Harga minyak turun di awal perdagangan Asia pada Senin, karena kekhawatiran ekonomi di China membebani prospek permintaan bahan bakar, tetapi Brent tetap berada di atas 90 dolar AS per barel, didukung oleh pengetatan pasokan setelah Arab Saudi dan Rusia memperpanjang pengurangan pasokan.

Minyak mentah berjangka Brent tergelincir 49 sen atau 0,5 persen, menjadi diperdagangkan di 90,16 dolar AS per barel pada pukul 00.22 GMT.

Sementara itu, minyak mentah berjangka West Texas Intermediate AS berada di 86,77 dolar AS per barel, melemah 74 sen atau 0,9 persen.

“Kekhawatiran terhadap pertumbuhan ekonomi China membebani sentimen seluruh komoditas,” kata analis ANZ dalam sebuah catatan.

“Pergerakan ini diperburuk oleh menguatnya dolar AS, sehingga membuat minat investor tetap rendah,” mereka menambahkan, mengacu pada greenback yang telah menguat selama delapan minggu berturut-turut.

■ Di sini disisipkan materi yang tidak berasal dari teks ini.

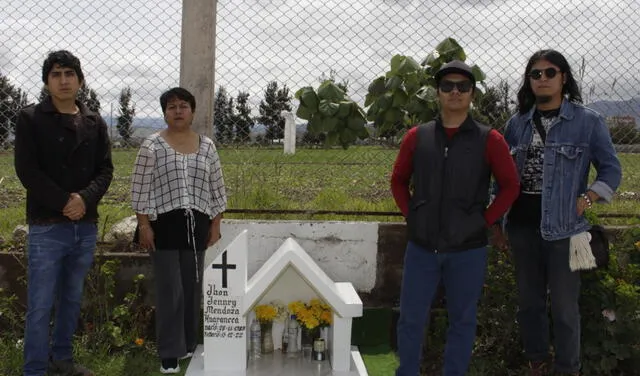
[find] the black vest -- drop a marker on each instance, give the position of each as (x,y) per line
(451,181)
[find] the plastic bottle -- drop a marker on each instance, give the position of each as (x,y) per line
(255,340)
(285,336)
(292,332)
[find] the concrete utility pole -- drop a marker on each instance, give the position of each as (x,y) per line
(198,59)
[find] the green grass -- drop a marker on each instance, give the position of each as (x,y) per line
(356,180)
(379,360)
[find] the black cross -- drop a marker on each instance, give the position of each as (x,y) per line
(224,266)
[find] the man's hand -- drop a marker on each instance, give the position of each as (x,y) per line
(583,204)
(75,207)
(498,239)
(214,233)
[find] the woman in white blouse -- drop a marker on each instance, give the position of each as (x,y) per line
(178,195)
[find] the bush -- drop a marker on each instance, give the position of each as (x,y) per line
(610,307)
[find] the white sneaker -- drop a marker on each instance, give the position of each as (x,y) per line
(166,371)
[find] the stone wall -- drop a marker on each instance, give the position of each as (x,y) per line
(367,254)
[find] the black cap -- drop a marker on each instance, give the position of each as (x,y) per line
(455,66)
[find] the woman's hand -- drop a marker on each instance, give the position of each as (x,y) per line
(146,238)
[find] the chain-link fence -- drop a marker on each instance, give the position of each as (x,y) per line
(267,50)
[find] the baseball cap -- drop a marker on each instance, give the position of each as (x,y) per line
(455,66)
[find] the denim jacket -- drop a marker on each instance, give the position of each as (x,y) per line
(577,139)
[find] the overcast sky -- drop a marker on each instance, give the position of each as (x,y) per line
(137,42)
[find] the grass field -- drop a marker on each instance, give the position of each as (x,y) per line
(356,180)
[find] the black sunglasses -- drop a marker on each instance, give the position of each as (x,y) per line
(462,86)
(536,74)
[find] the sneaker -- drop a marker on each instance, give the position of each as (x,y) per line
(538,368)
(169,366)
(67,368)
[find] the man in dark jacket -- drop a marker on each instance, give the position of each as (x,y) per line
(449,162)
(63,159)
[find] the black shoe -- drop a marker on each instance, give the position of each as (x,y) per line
(169,366)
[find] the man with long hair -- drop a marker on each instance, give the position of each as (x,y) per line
(554,141)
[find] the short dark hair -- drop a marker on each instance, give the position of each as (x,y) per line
(570,89)
(177,93)
(64,59)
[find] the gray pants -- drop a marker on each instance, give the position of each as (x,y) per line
(542,265)
(178,298)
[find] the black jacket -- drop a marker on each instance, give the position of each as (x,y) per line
(54,158)
(451,181)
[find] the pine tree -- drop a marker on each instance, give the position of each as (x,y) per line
(127,112)
(12,100)
(243,120)
(275,101)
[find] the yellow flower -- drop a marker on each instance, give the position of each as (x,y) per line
(266,313)
(314,314)
(295,307)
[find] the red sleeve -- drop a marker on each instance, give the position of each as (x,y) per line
(505,172)
(402,171)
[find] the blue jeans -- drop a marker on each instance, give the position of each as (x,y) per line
(542,264)
(59,258)
(463,275)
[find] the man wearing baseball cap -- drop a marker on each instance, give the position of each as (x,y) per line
(448,162)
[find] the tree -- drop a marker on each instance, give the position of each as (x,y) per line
(494,106)
(86,96)
(223,116)
(12,100)
(332,77)
(243,120)
(406,95)
(275,101)
(127,112)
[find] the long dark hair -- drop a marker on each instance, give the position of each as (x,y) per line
(570,89)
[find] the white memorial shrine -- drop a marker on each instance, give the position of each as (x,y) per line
(290,274)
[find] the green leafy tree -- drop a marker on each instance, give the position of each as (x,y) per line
(406,95)
(494,106)
(12,100)
(275,101)
(332,77)
(332,114)
(86,96)
(223,116)
(243,120)
(127,113)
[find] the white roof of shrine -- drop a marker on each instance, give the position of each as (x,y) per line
(341,296)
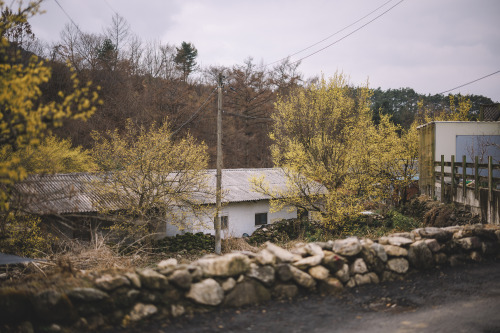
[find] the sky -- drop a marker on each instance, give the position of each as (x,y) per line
(431,46)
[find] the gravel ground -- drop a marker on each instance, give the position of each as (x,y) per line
(454,299)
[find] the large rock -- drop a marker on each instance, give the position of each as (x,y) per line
(362,279)
(228,285)
(314,250)
(309,261)
(380,251)
(15,306)
(109,282)
(167,263)
(285,291)
(303,279)
(206,292)
(371,258)
(265,257)
(397,241)
(281,254)
(142,311)
(181,278)
(433,245)
(398,265)
(52,306)
(343,273)
(231,264)
(469,243)
(347,247)
(330,285)
(319,272)
(283,272)
(420,256)
(151,279)
(332,261)
(134,279)
(247,292)
(90,301)
(358,267)
(440,234)
(395,251)
(264,274)
(87,294)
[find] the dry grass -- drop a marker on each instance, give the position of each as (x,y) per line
(236,244)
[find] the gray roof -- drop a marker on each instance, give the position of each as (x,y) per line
(72,193)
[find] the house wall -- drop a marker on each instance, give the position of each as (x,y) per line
(441,137)
(446,135)
(241,219)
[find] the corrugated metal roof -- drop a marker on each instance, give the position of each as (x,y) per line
(73,193)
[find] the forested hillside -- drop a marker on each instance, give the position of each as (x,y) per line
(150,81)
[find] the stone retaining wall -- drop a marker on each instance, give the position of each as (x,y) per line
(98,299)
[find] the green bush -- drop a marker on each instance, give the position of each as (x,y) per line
(189,242)
(22,235)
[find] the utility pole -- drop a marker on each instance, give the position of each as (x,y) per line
(218,192)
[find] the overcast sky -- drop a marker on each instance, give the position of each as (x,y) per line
(428,45)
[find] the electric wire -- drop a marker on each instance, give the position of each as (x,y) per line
(112,9)
(330,36)
(247,117)
(194,114)
(349,34)
(466,84)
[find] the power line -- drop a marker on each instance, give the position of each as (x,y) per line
(247,117)
(330,36)
(466,84)
(67,15)
(349,34)
(112,9)
(194,114)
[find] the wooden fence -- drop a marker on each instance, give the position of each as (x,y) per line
(463,177)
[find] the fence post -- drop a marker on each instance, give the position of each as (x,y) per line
(464,175)
(490,178)
(452,176)
(476,175)
(442,178)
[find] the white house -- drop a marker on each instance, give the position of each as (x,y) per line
(70,200)
(243,210)
(457,138)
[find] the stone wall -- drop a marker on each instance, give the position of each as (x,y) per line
(95,300)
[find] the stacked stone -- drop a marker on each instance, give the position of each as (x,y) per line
(236,279)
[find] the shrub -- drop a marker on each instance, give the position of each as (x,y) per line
(23,236)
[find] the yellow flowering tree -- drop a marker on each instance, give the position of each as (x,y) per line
(24,119)
(150,179)
(398,158)
(324,139)
(54,155)
(459,110)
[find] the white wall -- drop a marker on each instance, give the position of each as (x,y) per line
(241,219)
(446,134)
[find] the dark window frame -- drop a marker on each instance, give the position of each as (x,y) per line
(224,222)
(261,217)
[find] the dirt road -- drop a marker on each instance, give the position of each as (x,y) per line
(455,299)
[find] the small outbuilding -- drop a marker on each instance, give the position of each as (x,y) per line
(67,203)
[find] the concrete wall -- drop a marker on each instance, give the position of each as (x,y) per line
(241,219)
(479,204)
(447,132)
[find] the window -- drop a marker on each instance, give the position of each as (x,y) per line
(224,222)
(260,218)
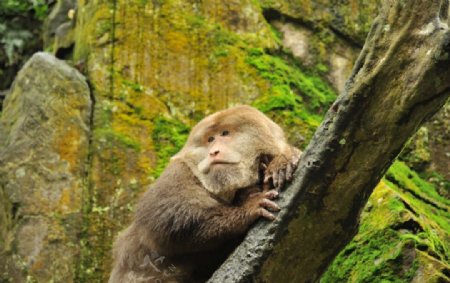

Kedua kontrak acuan harga minyak naik dalam dua minggu berturut-turut dengan Brent menetap di level tertinggi sejak November pada Jumat (8/9/2023), setelah Arab Saudi dan Rusia mengumumkan pekan lalu bahwa mereka akan memperpanjang pengurangan pasokan sukarela sebesar 1,3 juta barel per hari hingga akhir tahun.

Badan Energi Internasional (IEA) dan Organisasi Negara-negara Pengekspor Minyak (OPEC) akan merilis laporan bulanan mereka minggu ini.

“Setiap tanda kuatnya permintaan dari laporan pasar minyak dari IEA dan OPEC kemungkinan akan mendorong harga minyak lebih tinggi,” kata analis ANZ, dikutip dari Reuters.

Di Amerika Serikat, para produsen menambahkan satu rig minyak pada minggu lalu untuk pertama kalinya sejak Juni, kata Baker Hughes dalam laporan mingguannya, namun jumlah totalnya masih turun 127 rig, atau 17 perssen lebih rendah dibandingkan tahun lalu.

WTI kemungkinan sedang dalam proses menetapkan kisaran baru yang lebih tinggi di atas 83 dolar AS dan di bawah resistensi di 93,50 dolar AS dalam beberapa minggu ke depan, dengan kekhawatiran seputar permintaan di China dan Eropa membatasi kenaikan lebih lanjut, kata analis IG, Tony Sycamore dalam sebuah catatan.